Si la pintura de Carrington presenta una escena cuyos elementos inconexos no requieren mayor esclarecimiento, sus cuentos abjuran del verosímil. No hace falta descender por una madriguera para ingresar a otro país, la maravilla está en la mirada desnuda de quien se deja arropar por el asombro sin rótulo. Así lo viven las protagonistas de sus cuentos, solitarias impenitentes que se debaten en el pasaje a la juventud, ese umbral pródigo en metamorfosis.
Protagonistas vicarias, a decir verdad, cuya condición de testigos circunstanciales se ve repentinamente amenazada ante el despliegue de escenas que parecen montadas a fin de suscitar el deseo en la mirada. “A mí me daba la impresión de estar presenciando un espectáculo que ya se había representado cientos de veces”, dice alguien advertido de la farsa, pero que no logra sustraerse a la fascinación. Y eso sucede porque lo representado parece pulsar alguna cuerda íntima en las entrañas de estas criaturas.
Entonces, es el encuentro azarosamente dirigido de dos series hasta el momento autónomas ―la rutina y aquello que la perturba― lo que suscita el deseo y su relato. Pero esa brecha, esa distancia, es una ilusión de la perspectiva. En Carrington se da todo de una vez, sin prisa ni pausa. En las primeras líneas, por lo general, están contenidos el mundo y su doblez.
Para amortiguar el sonido del estruendo que no ocurre está la nieve. Casi no hay relato de Carrington en donde no acontezca, aunque breve, una nevisca. Otro tanto ocurre con los animales. Todo un bestiario sale a pastar en sus pinturas y relatos.
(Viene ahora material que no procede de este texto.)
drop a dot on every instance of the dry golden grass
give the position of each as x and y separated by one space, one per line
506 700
A veces, desempeñan el papel de sostén narcisista o doble de riesgo en fiestas en sociedad; más frecuentemente, funcionan como proyección de anhelos y contradicciones harto enraizadas. Por encima del resto, los caballos siempre fueron la cifra de la identidad de Carrington.
En el relato “La dama oval” (cotejar con el óleo Té verde), alguien lanza unas palabras cual conjuro mágico y provoca lo inaudito: “Si no hubiera sabido que era Lucrecia, habría jurado que era una yegua. Era hermosa, de una blancura cegadora, con cuatro patas finas como agujas, y una crin que caía como agua, enmarcando su largo rostro. Reía alegremente y bailaba como loca en la nieve”. Esos enroques de identidades son frecuentes en el universo de “la desposada del viento”, como la bautizó su compañero Max Ernst.
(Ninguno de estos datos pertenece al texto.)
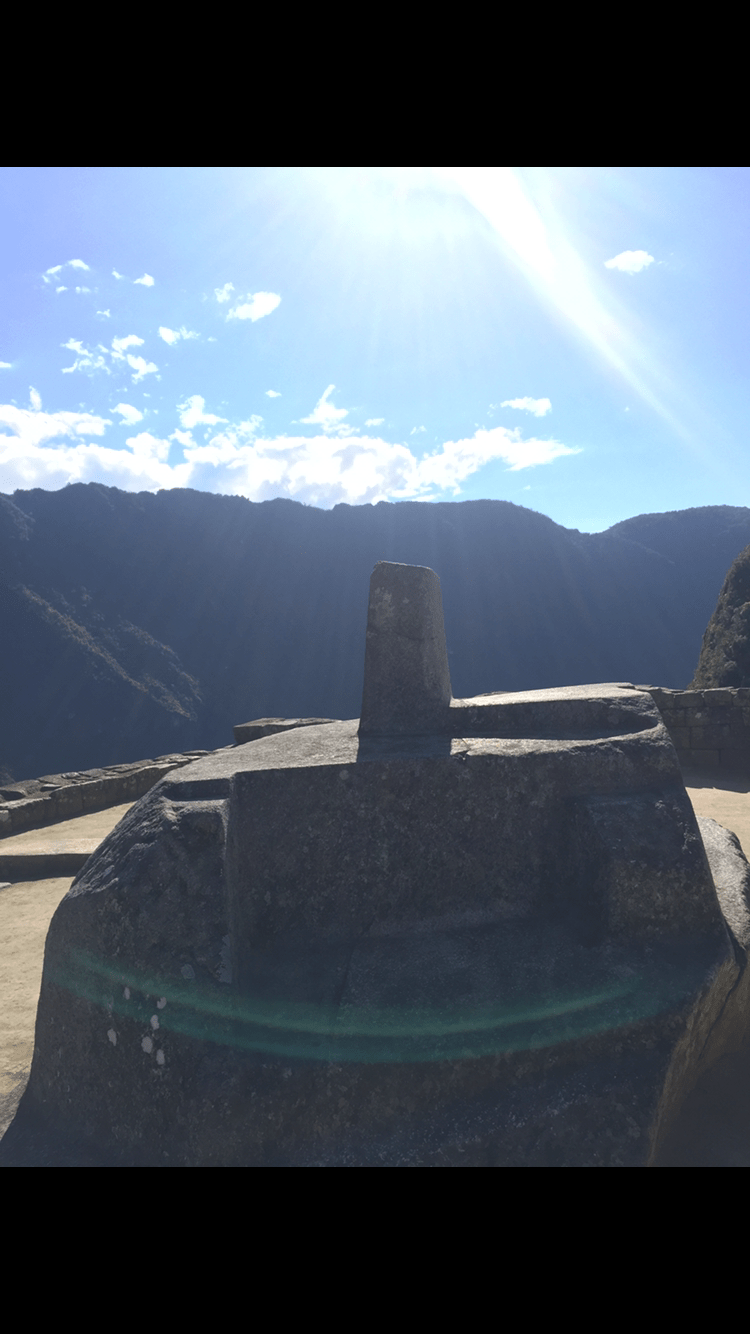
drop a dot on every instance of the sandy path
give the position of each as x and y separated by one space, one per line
26 911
A diferencia de lo que ocurre con la pintura, el surrealismo en materia literaria siempre fue un archipiélago de buenas intenciones (no dirigidas, claro). Sea por sus modales de sibila en ciernes o por su condición de ambidiestra (“como todos los locos”, decía), la obra de Leonora Carrington goza de pareja fortuna en ambos campos. Y su paleta, generosa como pocas, tiende un hilo de plata entre lo cómico y lo macabro.
En Carrington, la dicha de la invención es un concierto de arcanos en el que dan cita el enigma, el misterio y el secreto. Porque, como dice un personaje en su novela La trompetilla acústica, “la felicidad es un fantasma que no tolera demasiados interrogatorios”.